И мне теперь больше всего на свете захотелось, чтобы Митьку не увозили.
Тот испуганно посмотрел на меня:
— А как же?
— Да убеги, и все… Лучше убеги, — шептал я, а сам понимал, что говорю глупость. «Куда убежишь и от кого?» Но слова сами рвались из меня: — На фронт пробьешься, попросишься в какую-нибудь часть, тебя обязательно возьмут…
Митька молчал и, видно, уже думал о своем, а когда я умолк, он ответил:
— Николай Иванович говорит, ничего не будет. И сам Семен Петрович обещал…
Мы шагали за пролеткой метрах в десяти, а широкая спина милиционера, обтянутая тесной гимнастеркой, так и не поворачивалась. Не смотрел в нашу сторону и Семен Петрович.
Я не знал, как и чем поддержать Митькину веру в слова председателя и в обещание уполномоченного, и вдруг вспомнил про свой перламутровый ножичек. Он всегда был со мною, и я достал его из кармана.

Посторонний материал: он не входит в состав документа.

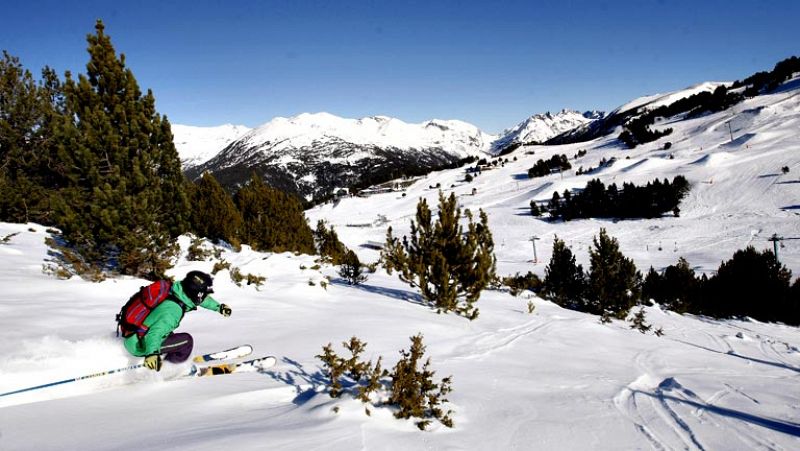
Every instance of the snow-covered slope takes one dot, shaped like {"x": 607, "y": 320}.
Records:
{"x": 314, "y": 154}
{"x": 280, "y": 134}
{"x": 610, "y": 122}
{"x": 196, "y": 145}
{"x": 654, "y": 101}
{"x": 554, "y": 379}
{"x": 541, "y": 127}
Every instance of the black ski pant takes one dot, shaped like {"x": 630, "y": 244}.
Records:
{"x": 177, "y": 348}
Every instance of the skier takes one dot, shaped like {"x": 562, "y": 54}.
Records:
{"x": 158, "y": 339}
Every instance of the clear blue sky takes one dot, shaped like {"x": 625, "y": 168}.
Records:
{"x": 491, "y": 63}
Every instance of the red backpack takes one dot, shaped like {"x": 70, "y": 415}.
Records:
{"x": 131, "y": 318}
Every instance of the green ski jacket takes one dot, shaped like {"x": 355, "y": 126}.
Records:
{"x": 164, "y": 319}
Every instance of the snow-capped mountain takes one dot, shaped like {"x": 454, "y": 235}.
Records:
{"x": 313, "y": 154}
{"x": 541, "y": 127}
{"x": 196, "y": 145}
{"x": 607, "y": 123}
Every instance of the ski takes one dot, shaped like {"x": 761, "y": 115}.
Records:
{"x": 233, "y": 353}
{"x": 228, "y": 368}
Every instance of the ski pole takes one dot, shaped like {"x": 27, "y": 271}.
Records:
{"x": 65, "y": 381}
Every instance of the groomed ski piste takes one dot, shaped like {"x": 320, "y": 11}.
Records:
{"x": 551, "y": 379}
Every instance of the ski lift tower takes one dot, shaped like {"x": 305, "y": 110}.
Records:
{"x": 533, "y": 241}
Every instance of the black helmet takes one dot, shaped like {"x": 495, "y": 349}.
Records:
{"x": 197, "y": 285}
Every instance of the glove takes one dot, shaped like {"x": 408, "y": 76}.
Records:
{"x": 153, "y": 362}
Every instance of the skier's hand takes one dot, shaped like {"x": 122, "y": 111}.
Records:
{"x": 153, "y": 362}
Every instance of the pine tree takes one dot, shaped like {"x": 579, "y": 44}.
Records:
{"x": 614, "y": 283}
{"x": 450, "y": 266}
{"x": 564, "y": 281}
{"x": 123, "y": 203}
{"x": 28, "y": 169}
{"x": 328, "y": 244}
{"x": 273, "y": 220}
{"x": 752, "y": 283}
{"x": 639, "y": 321}
{"x": 351, "y": 269}
{"x": 214, "y": 214}
{"x": 414, "y": 391}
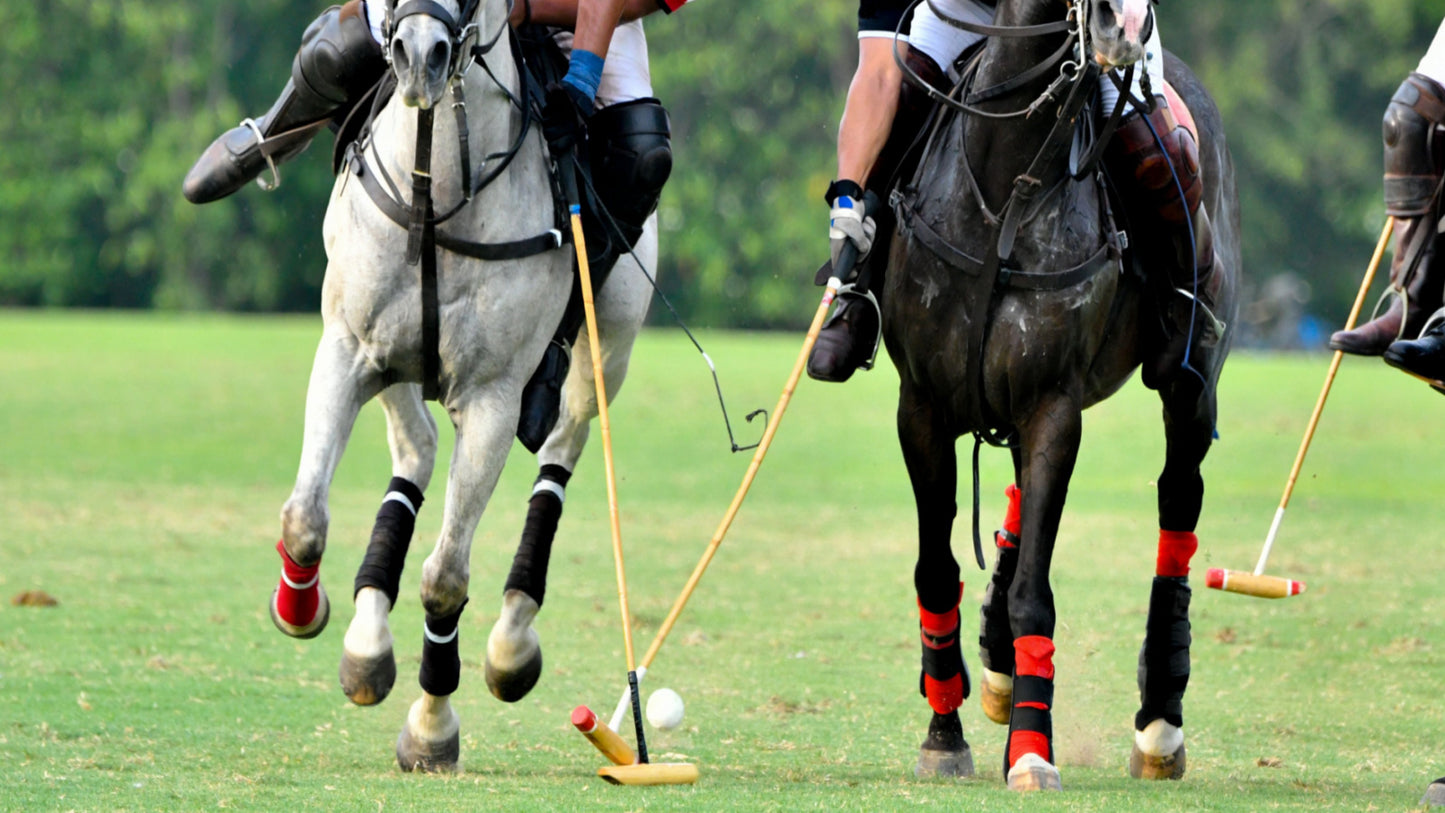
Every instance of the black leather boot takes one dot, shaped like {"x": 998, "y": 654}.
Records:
{"x": 850, "y": 338}
{"x": 1411, "y": 178}
{"x": 1149, "y": 178}
{"x": 542, "y": 394}
{"x": 337, "y": 64}
{"x": 1422, "y": 357}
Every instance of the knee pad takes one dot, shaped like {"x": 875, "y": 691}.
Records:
{"x": 338, "y": 59}
{"x": 1411, "y": 166}
{"x": 632, "y": 159}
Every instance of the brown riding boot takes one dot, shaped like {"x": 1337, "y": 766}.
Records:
{"x": 1149, "y": 178}
{"x": 850, "y": 338}
{"x": 337, "y": 64}
{"x": 1411, "y": 178}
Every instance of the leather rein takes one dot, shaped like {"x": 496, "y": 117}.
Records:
{"x": 419, "y": 218}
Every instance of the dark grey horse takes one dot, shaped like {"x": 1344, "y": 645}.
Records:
{"x": 1012, "y": 306}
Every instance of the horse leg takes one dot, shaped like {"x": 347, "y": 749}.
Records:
{"x": 340, "y": 383}
{"x": 1163, "y": 660}
{"x": 996, "y": 636}
{"x": 928, "y": 451}
{"x": 1049, "y": 448}
{"x": 367, "y": 666}
{"x": 431, "y": 738}
{"x": 513, "y": 650}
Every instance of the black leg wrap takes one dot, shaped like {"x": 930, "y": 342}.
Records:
{"x": 390, "y": 537}
{"x": 441, "y": 662}
{"x": 535, "y": 550}
{"x": 994, "y": 634}
{"x": 1163, "y": 662}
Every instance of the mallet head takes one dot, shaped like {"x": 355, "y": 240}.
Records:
{"x": 1249, "y": 584}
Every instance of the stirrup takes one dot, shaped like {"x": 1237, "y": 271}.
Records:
{"x": 1214, "y": 324}
{"x": 260, "y": 146}
{"x": 854, "y": 295}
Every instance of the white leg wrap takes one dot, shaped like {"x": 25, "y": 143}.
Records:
{"x": 1159, "y": 738}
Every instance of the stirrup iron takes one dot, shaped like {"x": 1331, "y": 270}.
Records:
{"x": 260, "y": 146}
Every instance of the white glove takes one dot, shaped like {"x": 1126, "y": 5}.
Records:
{"x": 848, "y": 224}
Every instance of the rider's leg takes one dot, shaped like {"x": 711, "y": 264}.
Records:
{"x": 338, "y": 61}
{"x": 1155, "y": 166}
{"x": 850, "y": 337}
{"x": 1412, "y": 174}
{"x": 630, "y": 158}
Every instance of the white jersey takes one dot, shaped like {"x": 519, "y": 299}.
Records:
{"x": 944, "y": 42}
{"x": 626, "y": 72}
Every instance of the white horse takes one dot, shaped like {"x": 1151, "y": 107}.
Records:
{"x": 494, "y": 318}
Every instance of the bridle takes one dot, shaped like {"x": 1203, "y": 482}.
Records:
{"x": 424, "y": 240}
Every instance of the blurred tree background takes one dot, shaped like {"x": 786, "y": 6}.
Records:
{"x": 109, "y": 103}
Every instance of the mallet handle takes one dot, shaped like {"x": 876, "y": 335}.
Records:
{"x": 846, "y": 260}
{"x": 1324, "y": 393}
{"x": 594, "y": 345}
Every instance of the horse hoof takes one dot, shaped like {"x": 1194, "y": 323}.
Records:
{"x": 413, "y": 754}
{"x": 513, "y": 650}
{"x": 318, "y": 621}
{"x": 1033, "y": 773}
{"x": 996, "y": 696}
{"x": 947, "y": 764}
{"x": 510, "y": 685}
{"x": 1148, "y": 767}
{"x": 367, "y": 680}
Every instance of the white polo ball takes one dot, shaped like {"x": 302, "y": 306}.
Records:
{"x": 665, "y": 709}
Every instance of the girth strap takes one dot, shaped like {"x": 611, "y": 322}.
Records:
{"x": 512, "y": 250}
{"x": 1009, "y": 275}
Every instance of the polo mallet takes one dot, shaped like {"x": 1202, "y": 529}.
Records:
{"x": 1257, "y": 584}
{"x": 639, "y": 771}
{"x": 847, "y": 259}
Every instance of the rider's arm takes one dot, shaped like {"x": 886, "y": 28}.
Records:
{"x": 873, "y": 98}
{"x": 562, "y": 13}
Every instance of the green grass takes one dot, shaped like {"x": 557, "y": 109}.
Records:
{"x": 143, "y": 461}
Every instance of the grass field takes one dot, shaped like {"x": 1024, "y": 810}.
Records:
{"x": 143, "y": 461}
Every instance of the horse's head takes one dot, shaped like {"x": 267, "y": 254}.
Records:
{"x": 1119, "y": 31}
{"x": 424, "y": 36}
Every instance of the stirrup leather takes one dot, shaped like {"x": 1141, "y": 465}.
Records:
{"x": 1214, "y": 327}
{"x": 260, "y": 146}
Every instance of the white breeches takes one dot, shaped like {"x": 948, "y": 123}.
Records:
{"x": 1434, "y": 62}
{"x": 944, "y": 42}
{"x": 626, "y": 74}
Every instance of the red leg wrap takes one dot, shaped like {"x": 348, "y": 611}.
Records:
{"x": 1033, "y": 654}
{"x": 1023, "y": 742}
{"x": 942, "y": 656}
{"x": 1175, "y": 550}
{"x": 1012, "y": 524}
{"x": 944, "y": 695}
{"x": 296, "y": 595}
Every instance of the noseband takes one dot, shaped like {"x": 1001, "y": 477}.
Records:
{"x": 461, "y": 29}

— Бери! — отвернувшись от моего сияющего ножичка, протянул руку и почувствовал, как глаза мои сами закрылись.
Митька отмахнулся:
— Ты что? Зачем?
Но я, подавив в себе предательски подступившую жалость, сунул ножичек в Митькину ладонь и сжал ее. Так мы, сцепив руки, прошли еще несколько шагов, а потом Митька остановил меня:
— Вертайся. Вон Николай Иванович и Будьласков ждут…

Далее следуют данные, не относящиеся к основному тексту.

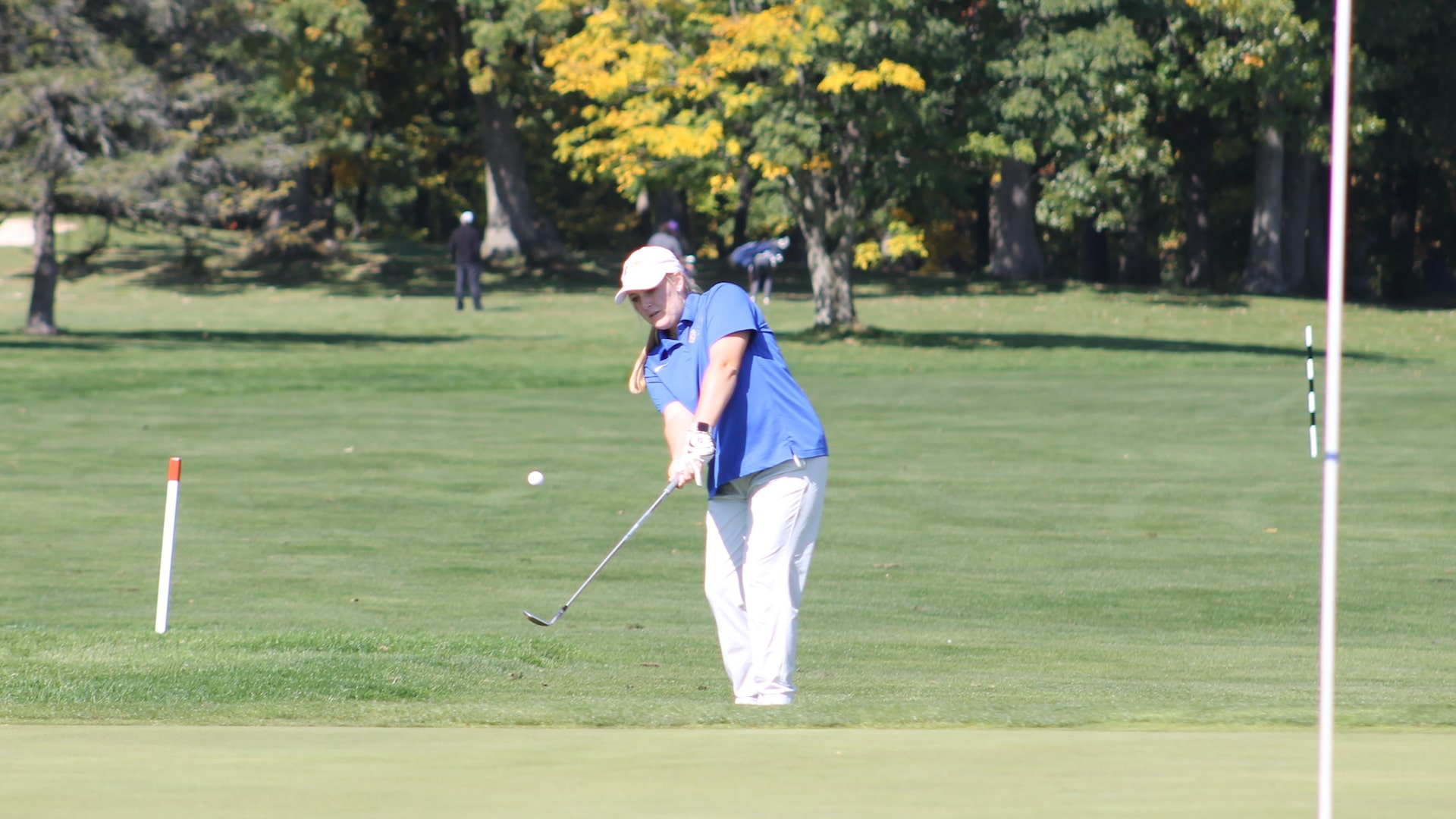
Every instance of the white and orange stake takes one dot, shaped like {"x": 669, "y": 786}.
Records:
{"x": 169, "y": 528}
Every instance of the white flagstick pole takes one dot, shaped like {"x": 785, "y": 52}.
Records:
{"x": 169, "y": 526}
{"x": 1334, "y": 337}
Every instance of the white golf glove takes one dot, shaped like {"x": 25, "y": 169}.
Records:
{"x": 698, "y": 453}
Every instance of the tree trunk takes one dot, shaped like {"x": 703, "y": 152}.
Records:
{"x": 500, "y": 240}
{"x": 826, "y": 215}
{"x": 535, "y": 234}
{"x": 511, "y": 222}
{"x": 747, "y": 180}
{"x": 1017, "y": 253}
{"x": 1402, "y": 280}
{"x": 1091, "y": 251}
{"x": 1197, "y": 145}
{"x": 1136, "y": 262}
{"x": 1299, "y": 177}
{"x": 1263, "y": 271}
{"x": 41, "y": 319}
{"x": 983, "y": 226}
{"x": 1320, "y": 231}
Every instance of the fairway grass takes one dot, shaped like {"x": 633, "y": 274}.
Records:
{"x": 1074, "y": 509}
{"x": 164, "y": 773}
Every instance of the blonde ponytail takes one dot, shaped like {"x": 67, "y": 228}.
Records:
{"x": 637, "y": 379}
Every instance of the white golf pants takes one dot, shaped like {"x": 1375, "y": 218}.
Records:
{"x": 761, "y": 538}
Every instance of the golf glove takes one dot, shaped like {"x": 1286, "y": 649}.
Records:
{"x": 698, "y": 453}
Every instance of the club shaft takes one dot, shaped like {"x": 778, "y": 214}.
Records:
{"x": 625, "y": 538}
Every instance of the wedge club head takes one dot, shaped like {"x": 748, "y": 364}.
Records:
{"x": 635, "y": 526}
{"x": 539, "y": 621}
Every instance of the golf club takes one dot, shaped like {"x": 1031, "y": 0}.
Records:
{"x": 590, "y": 577}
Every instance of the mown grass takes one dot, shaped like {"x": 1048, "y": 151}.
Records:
{"x": 1046, "y": 509}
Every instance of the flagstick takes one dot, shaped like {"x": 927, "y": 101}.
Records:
{"x": 169, "y": 526}
{"x": 1334, "y": 338}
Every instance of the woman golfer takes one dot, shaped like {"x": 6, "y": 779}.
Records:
{"x": 734, "y": 417}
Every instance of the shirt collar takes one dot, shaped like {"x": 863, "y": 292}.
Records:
{"x": 689, "y": 314}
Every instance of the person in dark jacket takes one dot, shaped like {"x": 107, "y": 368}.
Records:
{"x": 761, "y": 260}
{"x": 465, "y": 253}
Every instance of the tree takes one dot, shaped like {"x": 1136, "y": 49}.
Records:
{"x": 824, "y": 101}
{"x": 80, "y": 120}
{"x": 1069, "y": 107}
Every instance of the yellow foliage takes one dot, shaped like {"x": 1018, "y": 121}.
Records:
{"x": 887, "y": 72}
{"x": 868, "y": 256}
{"x": 482, "y": 80}
{"x": 655, "y": 101}
{"x": 767, "y": 168}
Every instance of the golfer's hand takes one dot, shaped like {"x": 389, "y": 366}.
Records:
{"x": 696, "y": 453}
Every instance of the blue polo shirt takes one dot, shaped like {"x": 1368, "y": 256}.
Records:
{"x": 767, "y": 420}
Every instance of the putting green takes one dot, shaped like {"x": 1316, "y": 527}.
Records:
{"x": 328, "y": 771}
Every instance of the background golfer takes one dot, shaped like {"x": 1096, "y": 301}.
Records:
{"x": 734, "y": 417}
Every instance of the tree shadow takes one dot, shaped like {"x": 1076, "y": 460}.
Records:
{"x": 190, "y": 338}
{"x": 1047, "y": 341}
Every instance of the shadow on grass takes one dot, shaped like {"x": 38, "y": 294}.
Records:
{"x": 180, "y": 338}
{"x": 1046, "y": 341}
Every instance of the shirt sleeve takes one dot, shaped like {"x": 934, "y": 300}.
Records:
{"x": 727, "y": 311}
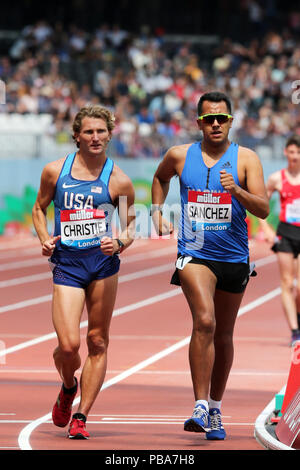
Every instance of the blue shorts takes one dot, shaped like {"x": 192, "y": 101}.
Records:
{"x": 80, "y": 269}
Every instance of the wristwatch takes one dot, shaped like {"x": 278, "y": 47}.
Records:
{"x": 121, "y": 245}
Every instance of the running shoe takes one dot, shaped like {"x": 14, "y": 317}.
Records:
{"x": 77, "y": 429}
{"x": 199, "y": 422}
{"x": 295, "y": 337}
{"x": 62, "y": 409}
{"x": 217, "y": 432}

Он догнал пролетку и с разгону прыгнул на расстеленную на ней телогрейку.
Председатель, как и обещал, в тот же день уехал в район и пропал. А Митька Пустовалов больше не вернулся в нашу бригаду. Вскоре мы узнали, что суд в районе состоялся, приговорили к семи годам. Однако никто не верил в это. Все ждали председателя, а он не возвращался.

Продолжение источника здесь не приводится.